How to embed your quiz
Another reason we liked Typeform: it integrates well with websites and email platforms for easy embedding and distribution. You can copy a Typeform generated quiz link or embed code straight into your website, blog, or newsletter to collect responses in real-time.
When we tested this on Mailchimp, using the custom HTML block, readers can answer the first question directly in the newsletter and then will be redirected to the Typeform link with the full quiz.
Built in analytics
You don’t need an outside tool to measure basic analytics and actionable insights from a Typeform quiz. Typeform tracks question response rates, drop off points, answer variations, completion times and more. Quiz creators can access user-friendly reports to decode trends across all of these data points. This enables data-driven decisions to optimize future quizzes for more engagement going forward and personalize experiences for your readers.
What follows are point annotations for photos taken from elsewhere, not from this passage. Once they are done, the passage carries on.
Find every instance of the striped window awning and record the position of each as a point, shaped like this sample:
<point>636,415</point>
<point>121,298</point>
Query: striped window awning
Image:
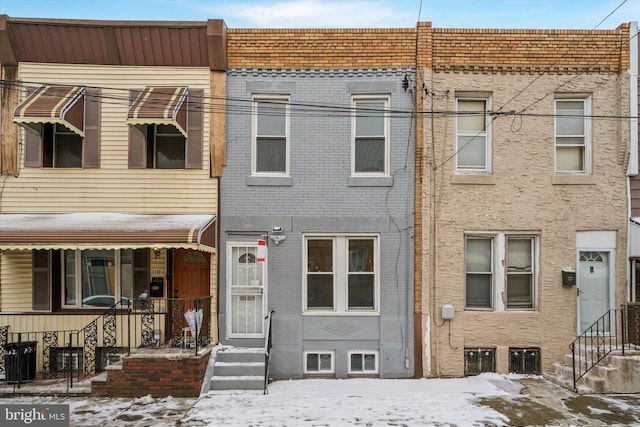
<point>52,104</point>
<point>106,230</point>
<point>162,106</point>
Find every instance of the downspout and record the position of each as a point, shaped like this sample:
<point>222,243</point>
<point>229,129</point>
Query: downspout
<point>632,167</point>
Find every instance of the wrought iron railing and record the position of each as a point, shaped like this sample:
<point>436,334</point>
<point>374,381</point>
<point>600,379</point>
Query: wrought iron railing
<point>610,332</point>
<point>75,354</point>
<point>268,343</point>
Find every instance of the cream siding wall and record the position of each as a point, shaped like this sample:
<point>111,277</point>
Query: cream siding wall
<point>113,187</point>
<point>518,196</point>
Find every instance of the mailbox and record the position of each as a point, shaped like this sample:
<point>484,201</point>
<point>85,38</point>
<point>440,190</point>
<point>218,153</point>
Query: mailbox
<point>568,276</point>
<point>157,287</point>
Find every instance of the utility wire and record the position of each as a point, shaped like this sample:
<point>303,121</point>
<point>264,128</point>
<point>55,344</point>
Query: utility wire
<point>563,55</point>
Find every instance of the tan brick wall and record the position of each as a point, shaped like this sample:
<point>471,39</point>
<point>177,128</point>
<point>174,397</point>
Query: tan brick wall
<point>522,198</point>
<point>526,51</point>
<point>321,48</point>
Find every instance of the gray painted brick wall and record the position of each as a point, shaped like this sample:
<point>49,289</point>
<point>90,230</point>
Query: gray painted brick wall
<point>321,199</point>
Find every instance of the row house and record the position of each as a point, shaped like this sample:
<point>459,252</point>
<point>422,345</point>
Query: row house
<point>316,200</point>
<point>370,202</point>
<point>524,148</point>
<point>110,161</point>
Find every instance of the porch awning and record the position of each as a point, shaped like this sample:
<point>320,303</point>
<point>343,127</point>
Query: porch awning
<point>160,105</point>
<point>52,104</point>
<point>100,230</point>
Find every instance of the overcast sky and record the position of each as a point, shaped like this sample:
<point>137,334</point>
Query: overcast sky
<point>583,14</point>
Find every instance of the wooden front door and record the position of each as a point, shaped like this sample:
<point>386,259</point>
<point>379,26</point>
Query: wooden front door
<point>192,277</point>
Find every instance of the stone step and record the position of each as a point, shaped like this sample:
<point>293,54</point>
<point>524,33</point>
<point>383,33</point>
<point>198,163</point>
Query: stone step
<point>244,382</point>
<point>238,368</point>
<point>244,355</point>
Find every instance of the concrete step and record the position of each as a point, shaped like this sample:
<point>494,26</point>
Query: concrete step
<point>236,354</point>
<point>244,382</point>
<point>238,368</point>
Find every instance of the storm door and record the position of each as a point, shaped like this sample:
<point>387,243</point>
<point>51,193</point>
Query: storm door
<point>594,290</point>
<point>246,290</point>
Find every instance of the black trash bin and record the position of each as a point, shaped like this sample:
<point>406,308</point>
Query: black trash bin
<point>20,361</point>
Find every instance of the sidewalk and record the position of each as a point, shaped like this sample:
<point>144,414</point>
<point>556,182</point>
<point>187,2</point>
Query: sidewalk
<point>488,399</point>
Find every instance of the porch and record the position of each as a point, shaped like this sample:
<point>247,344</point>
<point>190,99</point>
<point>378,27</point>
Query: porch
<point>170,335</point>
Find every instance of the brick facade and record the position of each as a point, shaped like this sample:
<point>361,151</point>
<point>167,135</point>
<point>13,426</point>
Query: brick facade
<point>161,375</point>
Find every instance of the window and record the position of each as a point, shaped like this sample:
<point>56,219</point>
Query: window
<point>271,136</point>
<point>524,360</point>
<point>159,142</point>
<point>61,148</point>
<point>370,151</point>
<point>363,362</point>
<point>479,360</point>
<point>341,274</point>
<point>57,145</point>
<point>165,147</point>
<point>520,272</point>
<point>88,278</point>
<point>504,282</point>
<point>572,135</point>
<point>318,362</point>
<point>473,145</point>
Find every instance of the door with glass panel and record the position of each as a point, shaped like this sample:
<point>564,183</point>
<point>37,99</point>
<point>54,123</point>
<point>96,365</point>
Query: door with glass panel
<point>246,291</point>
<point>593,288</point>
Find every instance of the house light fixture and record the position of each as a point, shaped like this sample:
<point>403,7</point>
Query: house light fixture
<point>276,235</point>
The question-by-question analytics also showed how many people answered correctly.
Additional considerations: sponsored questions, incentives, AI
When we began planning with Missouri Business Alert, we knew we wanted the option to offer sponsored questions, whether that meant collaborating with advertisers to generate questions related to their businesses or products, or putting sponsor’s information on a slide after the user completes a quiz question.
We also considered offering incentives to quiz participants. We hadn’t seen this often, but The Conversation told us that they saw a good response when they offered stickers to the first 10 people who emailed their screenshot of a completed quiz. For MBA, we thought they could offer a similar small gift to the first five quiz participants who answered all the quizzes correctly.
While we also considered using AI tools like ChatGPT or Bard for inspiring ideas or options for multiple choice answers — something some newsrooms said they’ve experimented with — we ultimately decided that any use of AI would require vetting and review time that we and MBA didn’t have.
In contrast, some newsrooms like Spotlight PA even specify that their quiz is “made by humans,” to distinguish that they do not use AI to generate their quiz. Small touches like this to show personality in your news quiz can sometimes remind readers that there are, in fact, humans behind it.